Enfin, RIP souffre d’un temps de convergence relativement long du fait de son algorithme incrémental et de ses temporisateurs. Là où OSPF détecte et propage un changement de topologie en quelques secondes grâce à ses mises à jour en temps réel, RIP peut mettre plusieurs minutes voire dizaines de minutes selon la taille du réseau et les valeurs des timers. En cas de panne d’un lien ou d’un routeur, cela impacte directement la qualité de service.

Au final, on voit que RIP n’est réellement pertinent que sur des réseaux de petite taille, avec peu de routeurs et des liens homogènes. Dès que l’on dépasse une dizaine de routeurs ou que l’on interconnecte des sites distants, OSPF sera un choix plus judicieux à tous points de vue grâce à ses possibilités de hiérarchisation, ses métriques enrichies et sa convergence rapide. Mais dans tous les cas, il est important de maîtriser les bases de RIP qui restent un excellent cas d’école pour appréhender les notions de routage dynamique.

Configurer RIP sur un réseau

Maintenant que nous avons vu la théorie, place à la pratique ! Voyons concrètement comment mettre en œuvre RIP sur un réseau simple. Nous prendrons l’exemple d’une petite entreprise avec 3 routeurs interconnectant 3 réseaux locaux :

Pour configurer RIP sur chaque routeur, il faut utiliser le mode de configuration approprié.

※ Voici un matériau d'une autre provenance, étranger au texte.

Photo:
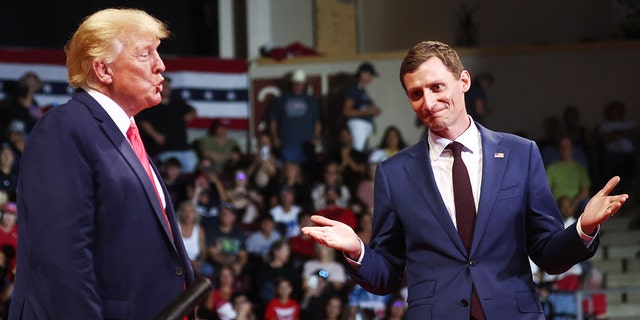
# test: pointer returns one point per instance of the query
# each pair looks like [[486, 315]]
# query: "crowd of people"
[[240, 213]]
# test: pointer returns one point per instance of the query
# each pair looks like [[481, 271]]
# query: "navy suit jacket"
[[93, 241], [517, 218]]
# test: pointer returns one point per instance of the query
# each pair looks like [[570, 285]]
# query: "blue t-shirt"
[[296, 116], [361, 100]]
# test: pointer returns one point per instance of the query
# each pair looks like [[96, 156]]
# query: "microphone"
[[187, 300]]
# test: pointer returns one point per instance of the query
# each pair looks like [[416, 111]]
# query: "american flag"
[[217, 88]]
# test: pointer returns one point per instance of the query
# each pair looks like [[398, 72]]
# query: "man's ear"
[[102, 71], [465, 79]]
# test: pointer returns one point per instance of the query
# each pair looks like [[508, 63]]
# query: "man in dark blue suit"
[[415, 227], [98, 234]]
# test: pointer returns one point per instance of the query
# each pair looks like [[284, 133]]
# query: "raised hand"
[[602, 206], [334, 234]]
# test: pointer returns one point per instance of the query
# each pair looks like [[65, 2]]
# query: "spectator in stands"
[[217, 304], [264, 168], [358, 107], [365, 224], [286, 212], [352, 164], [8, 239], [260, 241], [247, 202], [303, 247], [8, 172], [476, 97], [226, 242], [23, 106], [16, 139], [277, 265], [193, 236], [176, 181], [208, 191], [218, 146], [8, 249], [164, 129], [283, 306], [617, 135], [332, 308], [294, 121], [391, 143], [242, 306], [364, 190], [291, 176], [569, 178], [333, 211], [331, 176], [582, 139], [317, 291], [325, 260]]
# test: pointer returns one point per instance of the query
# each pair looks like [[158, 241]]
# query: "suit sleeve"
[[553, 249], [57, 195], [383, 264]]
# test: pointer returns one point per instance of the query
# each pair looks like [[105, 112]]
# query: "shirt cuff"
[[356, 263], [587, 239]]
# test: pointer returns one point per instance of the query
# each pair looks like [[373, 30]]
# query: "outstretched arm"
[[336, 235], [601, 207]]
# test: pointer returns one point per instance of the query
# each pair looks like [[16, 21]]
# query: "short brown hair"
[[101, 35], [425, 50]]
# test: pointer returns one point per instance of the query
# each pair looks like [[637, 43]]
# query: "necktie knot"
[[132, 132], [456, 148]]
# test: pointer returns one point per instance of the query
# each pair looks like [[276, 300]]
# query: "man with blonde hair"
[[98, 234]]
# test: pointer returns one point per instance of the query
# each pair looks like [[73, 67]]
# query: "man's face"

Voici les principales commandes IOS pour activer et paramétrer RIP :

  • Router(config)# router rip : active le processus RIP sur le routeur
  • Router(config-router)# version 2 : sélectionne RIPv2 (par défaut le routeur utilise RIPv1)
  • Router(config-router)# no auto-summary : désactive la récapitulation automatique des réseaux (utile uniquement si on utilise des masques de sous-réseau différents)
  • Router(config-router)# network @IP-RESEAU : annonce le réseau directement connecté spécifié dans la table de routage RIP ; à répéter pour chaque réseau
  • Router(config-router)# passive-interface @NOM-INTERFACE : empêche l’envoi des mises à jour RIP sur l’interface spécifiée (utile vers un réseau stub ou un hôte)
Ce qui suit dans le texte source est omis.